Les chercheurs du Centre de recherche de Mekelle ont mené un programme test sur un verger de 11 cultivars de figues de Barbarie. Les espaces entre les plants de figuiers ont été utilisés pour la production de haricots. De petites tranchées de 5 cm de profondeur ont été creusées entre les plants de figuiers pour récupérer l’eau de pluie et irriguer les deux cultures. Le sol a été superficiellement travaillé avant de planter les haricots (figure 2a). La biomasse des cladodes de figuiers, des fruits et des haricots a ensuite été évaluée.

En plus d’une production de haricots nettement supérieure (1 333,30 kg) à l’hectare (figure 2b), une biomasse importante de cladodes de figuiers de Barbarie (914,63 kg) et de fruits comestibles (268,30 kg) a été produite en 8 mois de culture. Le cactus est une plante pérenne qui continuera de pousser, de produire des fruits et de la biomasse pendant plusieurs années. Lorsque les haricots ne sont pas cultivés en intercalaire avec les cactus, le rendement obtenu est nettement inférieur (700 kg/ha). Les cultures intercalaires présentent l’avantage supplémentaire de retenir l’humidité du sol et ont véritablement permis d’utiliser au mieux les faibles précipitations (375 mm) de la saison des pluies 2008 dans la région. Le cactus offre effectivement un potentiel de culture intercalaire et l’association des deux cultures contribue à augmenter la biomasse produite à l’hectare, accroissant ainsi le couvert végétal de la région. Celui-ci joue un rôle essentiel dans les zones arides, où la terre reste nue pendant plus de 7 mois avant la plantation suivante. En tant que telles, les pratiques agroforestières à base de cactus pourraient être une solution adéquate pour répondre aux risques du changement climatique dans les régions arides.

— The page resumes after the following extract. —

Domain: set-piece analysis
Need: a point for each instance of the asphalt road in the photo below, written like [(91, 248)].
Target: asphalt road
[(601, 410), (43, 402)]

Fig. 2. Cactus pear hedge-row intercropped with haricot bean: a. at planting haricot bean, b. bean nearing maturity. (Note rows used for planting beans and shallow trenches made in between the cactus pear plants).

Figure 2. Système de culture intercalaire comprenant des figuiers de Barbarie et des haricots : a. plantation des graines de haricots ; b. haricots à un stade de maturité avancé. (Remarquez les raies utilisées pour planter les haricots et les tranchées peu profondes entre les plants de figuiers.)